Viaje final · Cuento de Pablo Palacio

Junto a este cubo mío, el otro, sólo un delgado tabique de por medio. En ese cubo vivía mi amigo y éste era el más dulce amigo.
Todos los días nos decíamos.
–¿Cómo has amanecido? Buenos días.
–Hola, buenos días. ¿Cómo has amanecido?
Y nos dábamos palmaditas en las espaldas y sacábamos a los ojos nuestra alegría de camaradas que son dulces amigos.
Nos hemos comunicado nuestros grandes planes y el hambre a los dos juntos nos ha devorado. El mismo ojo agudo, la misma oreja fina.
Luego, ya entrada la noche como una vez amanecido:
–Hasta mañana, Bernardo. Pásalo bien.
–Sueña con los angelitos, Andrés; hasta mañana.
¿Por qué, entonces, ahora, Bernardo, dulce amigo mío, en vez de hacer la despedida de costumbre, has tenido la indiscreción de comunicarme tu próxima muerte y tu deseo de no ser interrumpido?
–Sí, Andrés, adiós. Voy a coger una pulmonía.
Adiós, Bernardo. Ya sabes que yo lo siento inmensamente.
Y has tomado sitio en tu pequeño cubo, asegurando tu soledad por dentro, estirándote de espaldas esperando.
Yo he pasado toda la noche en vela, la oreja pegada al tabique arrodillado de este otro lado de tu lecho.
Primero todo era tranquillo como en el más tranquilo sueño.
Después tosías, ¡cómo tosías, amigo Bernardo! Cúju, cúju. Cúju, cúju. Cúju, cúju.
Ahora te agitas, ahora cruje el lecho. Te levantas, ¿te levantas, amigo Bernardo?…

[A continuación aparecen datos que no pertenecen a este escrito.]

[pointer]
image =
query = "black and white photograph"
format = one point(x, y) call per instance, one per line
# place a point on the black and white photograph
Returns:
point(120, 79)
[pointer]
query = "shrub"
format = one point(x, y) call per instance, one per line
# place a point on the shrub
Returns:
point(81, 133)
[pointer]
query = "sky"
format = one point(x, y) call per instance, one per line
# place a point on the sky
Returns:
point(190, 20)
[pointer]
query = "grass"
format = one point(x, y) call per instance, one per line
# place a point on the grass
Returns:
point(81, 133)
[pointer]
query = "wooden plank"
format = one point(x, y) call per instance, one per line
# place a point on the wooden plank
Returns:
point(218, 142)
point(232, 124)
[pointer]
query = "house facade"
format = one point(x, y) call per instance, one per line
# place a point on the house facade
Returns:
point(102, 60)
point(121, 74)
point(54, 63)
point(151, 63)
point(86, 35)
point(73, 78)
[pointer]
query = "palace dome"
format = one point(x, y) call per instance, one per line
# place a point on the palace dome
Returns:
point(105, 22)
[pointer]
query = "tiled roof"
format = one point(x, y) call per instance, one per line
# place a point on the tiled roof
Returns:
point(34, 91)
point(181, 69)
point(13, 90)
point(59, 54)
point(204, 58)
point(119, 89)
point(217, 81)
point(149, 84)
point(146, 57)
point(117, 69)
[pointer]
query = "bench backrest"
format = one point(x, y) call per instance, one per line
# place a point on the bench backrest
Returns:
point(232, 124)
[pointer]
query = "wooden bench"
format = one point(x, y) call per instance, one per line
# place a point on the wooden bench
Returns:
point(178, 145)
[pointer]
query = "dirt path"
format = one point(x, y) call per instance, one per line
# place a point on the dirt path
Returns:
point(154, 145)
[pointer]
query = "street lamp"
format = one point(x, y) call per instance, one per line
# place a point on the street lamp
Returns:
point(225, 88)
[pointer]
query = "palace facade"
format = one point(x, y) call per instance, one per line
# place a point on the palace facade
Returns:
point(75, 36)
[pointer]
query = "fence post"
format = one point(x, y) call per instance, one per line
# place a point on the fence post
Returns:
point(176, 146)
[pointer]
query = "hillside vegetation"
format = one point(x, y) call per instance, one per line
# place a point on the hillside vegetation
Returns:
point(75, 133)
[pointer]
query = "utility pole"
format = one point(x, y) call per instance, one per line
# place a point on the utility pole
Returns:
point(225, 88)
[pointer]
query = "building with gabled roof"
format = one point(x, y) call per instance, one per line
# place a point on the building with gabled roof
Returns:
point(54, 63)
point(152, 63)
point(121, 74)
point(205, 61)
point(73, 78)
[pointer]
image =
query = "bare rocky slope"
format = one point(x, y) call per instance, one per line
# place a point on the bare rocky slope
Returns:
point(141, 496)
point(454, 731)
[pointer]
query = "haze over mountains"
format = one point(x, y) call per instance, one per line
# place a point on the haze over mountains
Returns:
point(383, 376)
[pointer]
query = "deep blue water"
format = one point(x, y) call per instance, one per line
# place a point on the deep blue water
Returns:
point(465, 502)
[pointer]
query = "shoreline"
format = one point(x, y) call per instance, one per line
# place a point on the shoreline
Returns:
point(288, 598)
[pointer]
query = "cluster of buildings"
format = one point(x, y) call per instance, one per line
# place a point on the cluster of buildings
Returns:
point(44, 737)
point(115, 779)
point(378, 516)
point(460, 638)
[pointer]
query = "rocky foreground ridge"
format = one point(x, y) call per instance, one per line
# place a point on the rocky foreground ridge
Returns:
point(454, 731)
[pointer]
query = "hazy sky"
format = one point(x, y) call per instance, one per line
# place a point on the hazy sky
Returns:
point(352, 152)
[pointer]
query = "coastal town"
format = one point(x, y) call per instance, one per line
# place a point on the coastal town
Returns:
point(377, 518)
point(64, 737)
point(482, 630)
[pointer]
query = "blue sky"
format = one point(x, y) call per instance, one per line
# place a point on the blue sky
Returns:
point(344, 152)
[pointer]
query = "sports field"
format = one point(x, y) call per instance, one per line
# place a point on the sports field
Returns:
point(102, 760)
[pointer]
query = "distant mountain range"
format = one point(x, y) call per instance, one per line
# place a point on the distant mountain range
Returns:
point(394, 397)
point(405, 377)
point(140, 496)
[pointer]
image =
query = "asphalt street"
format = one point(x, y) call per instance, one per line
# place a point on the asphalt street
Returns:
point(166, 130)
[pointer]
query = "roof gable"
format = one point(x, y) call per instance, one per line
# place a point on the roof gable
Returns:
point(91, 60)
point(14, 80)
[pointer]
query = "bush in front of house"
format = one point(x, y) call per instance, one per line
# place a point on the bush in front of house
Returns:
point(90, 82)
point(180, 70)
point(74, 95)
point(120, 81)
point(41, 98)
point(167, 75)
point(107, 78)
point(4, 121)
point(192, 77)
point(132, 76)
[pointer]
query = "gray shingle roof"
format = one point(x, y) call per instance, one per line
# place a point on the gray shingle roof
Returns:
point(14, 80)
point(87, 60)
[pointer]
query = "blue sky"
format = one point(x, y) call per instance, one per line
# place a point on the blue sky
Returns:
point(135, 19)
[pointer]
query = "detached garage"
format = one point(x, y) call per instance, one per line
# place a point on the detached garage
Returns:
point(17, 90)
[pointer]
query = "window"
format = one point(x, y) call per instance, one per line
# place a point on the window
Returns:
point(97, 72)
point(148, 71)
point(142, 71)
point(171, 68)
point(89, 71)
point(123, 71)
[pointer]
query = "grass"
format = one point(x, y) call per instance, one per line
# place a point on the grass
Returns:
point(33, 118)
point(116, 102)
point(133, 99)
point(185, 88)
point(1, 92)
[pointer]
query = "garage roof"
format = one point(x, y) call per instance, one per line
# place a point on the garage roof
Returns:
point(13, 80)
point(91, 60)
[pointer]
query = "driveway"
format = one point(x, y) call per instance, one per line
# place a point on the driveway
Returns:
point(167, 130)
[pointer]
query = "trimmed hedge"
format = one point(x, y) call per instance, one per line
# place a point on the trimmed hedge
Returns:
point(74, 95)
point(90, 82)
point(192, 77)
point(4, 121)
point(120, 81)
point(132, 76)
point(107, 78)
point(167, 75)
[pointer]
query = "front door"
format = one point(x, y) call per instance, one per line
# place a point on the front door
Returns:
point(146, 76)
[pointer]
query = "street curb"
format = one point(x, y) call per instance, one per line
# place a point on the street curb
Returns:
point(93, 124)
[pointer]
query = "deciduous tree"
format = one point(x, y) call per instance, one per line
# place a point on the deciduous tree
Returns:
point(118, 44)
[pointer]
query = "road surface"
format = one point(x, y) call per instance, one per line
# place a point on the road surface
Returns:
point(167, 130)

Agua, agua. Te pasa el agua a grandes golpes por la garganta, como la fuga atropellada de una represa a través de un tubo demasiado estrecho.
Luego te tranquilizas. Ya estás bien así.
Una hora, otra hora.
Me vence el sueño y caigo dormido por un minuto, sólo por un minuto, que yo he pasado toda la noche en vela.
Ahora viene el sobresalto.
Estás muriéndote, Bernardo. Oigo tus quejidos bajitos pero desgarradores. Tus gemidos… Tus gemidos y tus gemidos, ay, ¿hasta cuándo?
Nosotros éramos los más dulces amigos ¡y yo de aquí no puedo moverme para auxiliarte
o por lo menos para verte ahí cerca!
Bernardo, me has ayudado a matar el tiempo. ¿Qué hubiera sido de mí solo en las horas calladas? Bernardo, me siguen como la sombra tus ojos azules, en medio de lo negro, sin pestañear, dulces, cordero degollado.
Ya aparece, al lado del gemido, un ronquido como de fuelle que quiere aire.
“Ay… ggoro-gorr”… “Ay… ggoro-gorr”
Después ya no hay gemido. Sólo ese ansioso tirar del aire desesperadamente, cada vez más fuerte y más fuerte, llenando todo el cubo con el sonoro escándalo que levantas por no dejarlo. Lo odias y lo amas.
¿Lo amas, Bernardo?
“Ggoro-gorr… Ggoro gorr”
Se hincha el fuelle de tu garganta, ya no hablarás otra vez conmigo.
Ya el ronquido se debilita. Cada vez más bajo, más bajo, más bajo… Ya sólo es un aliento. Ya no es ni un aliento. Ya es nada.
Silencio.
¡Bernardo! ¡Bernardo!
Golpeo el tabique…
Silencio.
¡Bernardo, el cuello era demasiado estrecho y vas a poner cara de ahorcado!
¡Quítatelo!
Silencio.
……….
¡Ay, ya ha muerto mi amigo Bernardo, mi más dulce amigo!